As another check of the simple result, directly evaluate an arbitrary power of the Hermitian matrix using the binomial theorem:

$\begin{array}{l} M^{k} = (a_{0} + σ \cdot a)^{k} = \sum_{m = 0}^{k} (\binom{k}{m}) a_{0}^{m} (σ \cdot a)^{k - m} \\ = \sum_{m = 0}^{⌊ \frac{k}{2} ⌋} (\binom{k}{2 m}) a_{0}^{k - 2 m} (a \cdot a)^{m} + \sum_{m = 0}^{⌊ \frac{k - 1}{2} ⌋} (\binom{k}{2 m + 1}) a_{0}^{k - 2 m - 1} (a \cdot a)^{m} (σ \cdot a) \end{array}$

The corresponding statement from the pleasingly simple result is

$\begin{array}{l} M^{k} = \frac{1}{2} [(a_{0} + \sqrt{a \cdot a})^{k} + (a_{0} - \sqrt{a \cdot a})^{k}] \\ + \frac{(σ \cdot a)}{2 \sqrt{a \cdot a}} [(a_{0} + \sqrt{a \cdot a})^{k} - (a_{0} - \sqrt{a \cdot a})^{k}] \end{array}$

When the powers on the right-hand side are expanded, subtractive cancellation will leave behind only even powers of k for the first bracketed terms and only odd powers of k for the second bracketed terms. The final summations will be exactly the same as those in the direct evaluation.
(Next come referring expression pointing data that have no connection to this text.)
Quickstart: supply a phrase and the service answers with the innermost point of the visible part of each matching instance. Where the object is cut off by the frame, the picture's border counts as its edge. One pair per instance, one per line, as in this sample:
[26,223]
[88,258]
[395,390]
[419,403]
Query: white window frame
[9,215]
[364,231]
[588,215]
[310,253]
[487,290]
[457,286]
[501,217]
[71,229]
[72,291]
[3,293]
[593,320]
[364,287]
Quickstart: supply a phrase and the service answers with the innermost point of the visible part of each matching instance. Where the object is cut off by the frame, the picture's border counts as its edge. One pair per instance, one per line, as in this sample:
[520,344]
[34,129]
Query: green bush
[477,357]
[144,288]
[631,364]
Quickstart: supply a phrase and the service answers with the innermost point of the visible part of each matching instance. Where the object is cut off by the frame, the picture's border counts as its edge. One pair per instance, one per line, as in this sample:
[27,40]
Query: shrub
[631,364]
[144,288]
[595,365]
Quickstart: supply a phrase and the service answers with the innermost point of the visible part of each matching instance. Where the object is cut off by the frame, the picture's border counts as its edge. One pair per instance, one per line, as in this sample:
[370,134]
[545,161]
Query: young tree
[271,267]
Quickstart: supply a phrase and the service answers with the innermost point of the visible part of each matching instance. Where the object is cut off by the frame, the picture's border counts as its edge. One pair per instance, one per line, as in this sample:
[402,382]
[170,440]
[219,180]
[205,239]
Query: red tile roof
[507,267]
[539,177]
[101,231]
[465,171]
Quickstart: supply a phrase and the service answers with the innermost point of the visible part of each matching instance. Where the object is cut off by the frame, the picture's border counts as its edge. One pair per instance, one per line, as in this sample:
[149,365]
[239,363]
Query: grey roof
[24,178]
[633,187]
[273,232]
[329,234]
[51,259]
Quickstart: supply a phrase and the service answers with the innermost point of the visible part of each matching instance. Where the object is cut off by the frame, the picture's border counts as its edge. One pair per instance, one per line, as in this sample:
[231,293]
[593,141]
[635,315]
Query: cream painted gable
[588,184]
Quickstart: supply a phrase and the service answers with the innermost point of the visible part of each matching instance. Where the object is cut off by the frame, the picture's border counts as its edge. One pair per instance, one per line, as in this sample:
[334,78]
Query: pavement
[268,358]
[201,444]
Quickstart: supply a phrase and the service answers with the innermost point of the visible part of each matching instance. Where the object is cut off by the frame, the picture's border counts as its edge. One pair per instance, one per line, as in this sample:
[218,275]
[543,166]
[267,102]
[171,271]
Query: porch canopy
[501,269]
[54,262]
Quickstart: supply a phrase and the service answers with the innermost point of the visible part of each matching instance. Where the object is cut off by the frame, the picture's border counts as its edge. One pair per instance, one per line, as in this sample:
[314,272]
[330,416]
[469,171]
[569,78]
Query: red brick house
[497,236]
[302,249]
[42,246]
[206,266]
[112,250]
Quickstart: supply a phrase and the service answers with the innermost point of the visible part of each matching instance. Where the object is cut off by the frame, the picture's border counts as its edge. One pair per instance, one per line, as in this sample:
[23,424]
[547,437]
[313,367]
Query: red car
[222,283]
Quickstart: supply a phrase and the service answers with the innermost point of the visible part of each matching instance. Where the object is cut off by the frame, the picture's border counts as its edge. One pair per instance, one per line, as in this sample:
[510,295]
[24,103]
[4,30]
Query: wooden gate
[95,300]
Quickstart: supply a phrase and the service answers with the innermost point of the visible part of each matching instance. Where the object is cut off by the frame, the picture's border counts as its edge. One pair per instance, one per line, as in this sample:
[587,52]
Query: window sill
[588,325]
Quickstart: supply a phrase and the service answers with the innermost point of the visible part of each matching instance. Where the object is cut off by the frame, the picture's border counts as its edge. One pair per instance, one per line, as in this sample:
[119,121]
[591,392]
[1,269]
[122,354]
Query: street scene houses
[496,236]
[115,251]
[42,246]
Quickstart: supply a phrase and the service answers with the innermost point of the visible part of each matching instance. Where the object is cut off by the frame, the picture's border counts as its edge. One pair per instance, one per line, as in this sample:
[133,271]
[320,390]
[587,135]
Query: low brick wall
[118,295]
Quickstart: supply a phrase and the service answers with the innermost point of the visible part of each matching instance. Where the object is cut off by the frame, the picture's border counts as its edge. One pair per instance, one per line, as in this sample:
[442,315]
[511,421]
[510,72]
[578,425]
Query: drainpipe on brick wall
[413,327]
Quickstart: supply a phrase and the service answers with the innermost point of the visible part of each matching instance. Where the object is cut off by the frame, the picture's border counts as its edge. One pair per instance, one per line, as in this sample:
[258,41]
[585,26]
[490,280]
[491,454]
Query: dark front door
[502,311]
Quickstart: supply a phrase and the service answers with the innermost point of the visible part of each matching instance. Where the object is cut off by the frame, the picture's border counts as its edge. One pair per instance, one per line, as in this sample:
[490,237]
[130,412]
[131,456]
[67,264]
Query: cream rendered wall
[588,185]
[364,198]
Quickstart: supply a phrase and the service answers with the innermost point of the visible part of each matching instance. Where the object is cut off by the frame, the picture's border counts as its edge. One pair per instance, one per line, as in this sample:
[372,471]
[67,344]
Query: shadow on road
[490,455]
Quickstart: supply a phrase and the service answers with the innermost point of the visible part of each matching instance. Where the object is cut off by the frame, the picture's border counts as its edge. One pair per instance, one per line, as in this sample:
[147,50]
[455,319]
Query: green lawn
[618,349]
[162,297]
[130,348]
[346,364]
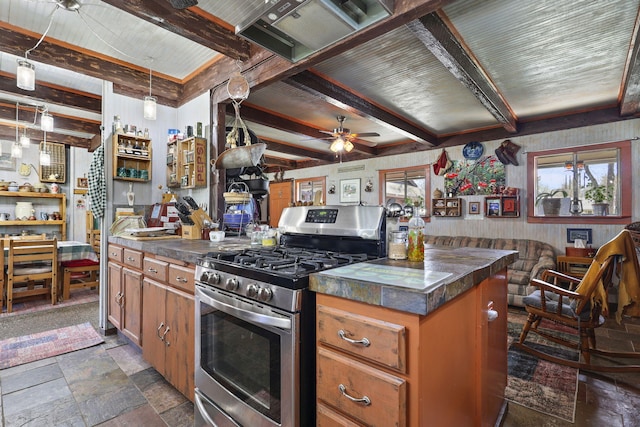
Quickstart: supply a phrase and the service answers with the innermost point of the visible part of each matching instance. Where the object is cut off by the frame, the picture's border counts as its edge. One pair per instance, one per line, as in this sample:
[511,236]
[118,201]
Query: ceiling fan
[343,138]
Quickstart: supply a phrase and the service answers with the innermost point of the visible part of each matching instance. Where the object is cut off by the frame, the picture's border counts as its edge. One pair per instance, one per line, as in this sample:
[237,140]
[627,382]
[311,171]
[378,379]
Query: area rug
[537,384]
[29,348]
[80,296]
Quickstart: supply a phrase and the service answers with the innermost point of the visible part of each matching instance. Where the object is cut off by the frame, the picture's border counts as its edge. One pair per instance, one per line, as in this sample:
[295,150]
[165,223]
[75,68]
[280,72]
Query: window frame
[625,175]
[382,179]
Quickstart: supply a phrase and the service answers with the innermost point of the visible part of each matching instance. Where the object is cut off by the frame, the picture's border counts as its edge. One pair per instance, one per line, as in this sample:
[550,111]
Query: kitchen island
[413,344]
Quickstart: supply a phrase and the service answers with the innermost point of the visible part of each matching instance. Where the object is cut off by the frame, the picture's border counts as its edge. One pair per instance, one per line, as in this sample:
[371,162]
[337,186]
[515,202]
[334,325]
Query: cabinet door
[114,310]
[153,323]
[180,341]
[132,302]
[493,346]
[279,198]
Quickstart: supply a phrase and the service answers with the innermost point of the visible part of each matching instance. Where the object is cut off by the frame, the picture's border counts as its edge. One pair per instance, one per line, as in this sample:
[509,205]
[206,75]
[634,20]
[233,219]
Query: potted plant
[550,203]
[600,196]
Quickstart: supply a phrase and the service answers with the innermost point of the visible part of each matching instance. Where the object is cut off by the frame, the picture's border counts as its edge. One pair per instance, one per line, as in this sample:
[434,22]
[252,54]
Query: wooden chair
[581,310]
[79,274]
[32,269]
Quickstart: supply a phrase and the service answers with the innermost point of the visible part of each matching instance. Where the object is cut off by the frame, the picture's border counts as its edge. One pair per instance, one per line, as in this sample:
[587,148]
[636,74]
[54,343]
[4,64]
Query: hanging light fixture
[45,157]
[46,121]
[150,105]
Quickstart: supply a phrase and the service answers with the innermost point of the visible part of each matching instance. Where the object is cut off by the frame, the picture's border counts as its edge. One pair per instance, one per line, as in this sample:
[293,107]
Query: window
[407,187]
[310,191]
[580,184]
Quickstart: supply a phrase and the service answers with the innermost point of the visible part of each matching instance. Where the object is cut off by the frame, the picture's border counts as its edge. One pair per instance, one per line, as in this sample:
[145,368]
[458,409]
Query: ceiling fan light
[46,122]
[150,107]
[26,75]
[16,151]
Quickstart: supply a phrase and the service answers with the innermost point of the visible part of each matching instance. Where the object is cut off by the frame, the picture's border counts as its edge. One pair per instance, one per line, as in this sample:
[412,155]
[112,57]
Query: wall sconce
[150,104]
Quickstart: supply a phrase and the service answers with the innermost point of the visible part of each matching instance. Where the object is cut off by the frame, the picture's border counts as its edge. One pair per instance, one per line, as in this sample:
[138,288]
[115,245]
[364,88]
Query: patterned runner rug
[536,384]
[29,348]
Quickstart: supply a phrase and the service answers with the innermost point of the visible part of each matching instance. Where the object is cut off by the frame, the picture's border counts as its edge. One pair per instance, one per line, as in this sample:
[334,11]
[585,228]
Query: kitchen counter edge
[469,267]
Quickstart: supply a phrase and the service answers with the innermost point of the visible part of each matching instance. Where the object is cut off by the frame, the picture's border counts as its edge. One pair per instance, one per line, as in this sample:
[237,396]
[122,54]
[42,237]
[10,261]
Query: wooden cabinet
[42,203]
[168,321]
[131,158]
[446,368]
[446,207]
[124,307]
[187,163]
[280,196]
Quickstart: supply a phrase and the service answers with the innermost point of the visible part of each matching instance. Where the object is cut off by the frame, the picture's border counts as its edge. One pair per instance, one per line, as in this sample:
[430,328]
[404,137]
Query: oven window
[244,358]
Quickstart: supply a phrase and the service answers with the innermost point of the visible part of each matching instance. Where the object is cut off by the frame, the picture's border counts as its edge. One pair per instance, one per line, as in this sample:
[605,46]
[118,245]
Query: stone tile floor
[105,385]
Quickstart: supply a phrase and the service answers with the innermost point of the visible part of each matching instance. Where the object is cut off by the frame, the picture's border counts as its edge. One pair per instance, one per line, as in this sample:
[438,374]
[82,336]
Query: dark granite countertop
[182,249]
[445,274]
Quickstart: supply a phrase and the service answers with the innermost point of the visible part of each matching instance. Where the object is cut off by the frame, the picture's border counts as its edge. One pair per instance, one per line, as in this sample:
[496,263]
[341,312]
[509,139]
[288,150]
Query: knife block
[191,232]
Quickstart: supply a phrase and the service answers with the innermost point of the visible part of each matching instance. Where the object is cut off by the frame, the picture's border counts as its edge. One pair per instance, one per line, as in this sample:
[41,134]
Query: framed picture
[350,190]
[7,162]
[583,234]
[492,207]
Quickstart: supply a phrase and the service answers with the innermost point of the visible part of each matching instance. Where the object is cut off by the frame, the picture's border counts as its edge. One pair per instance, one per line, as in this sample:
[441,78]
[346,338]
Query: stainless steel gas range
[255,317]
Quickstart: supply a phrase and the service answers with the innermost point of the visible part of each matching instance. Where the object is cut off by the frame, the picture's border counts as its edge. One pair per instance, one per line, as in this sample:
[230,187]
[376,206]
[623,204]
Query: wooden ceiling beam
[51,52]
[186,23]
[630,99]
[51,94]
[274,68]
[337,95]
[276,121]
[443,44]
[8,112]
[8,133]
In retrospect the equivalence of these two forms for an arbitrary power of the Hermitian matrix is completely understandable, yet perhaps not completely obvious. Intuiting this second form for an arbitrary power would of course lead to the pleasingly simple result without any matrix diagonalization. Then again, if the intuiting were that obvious this simple result would appear in all quantum mechanics texts, wouldn’t it?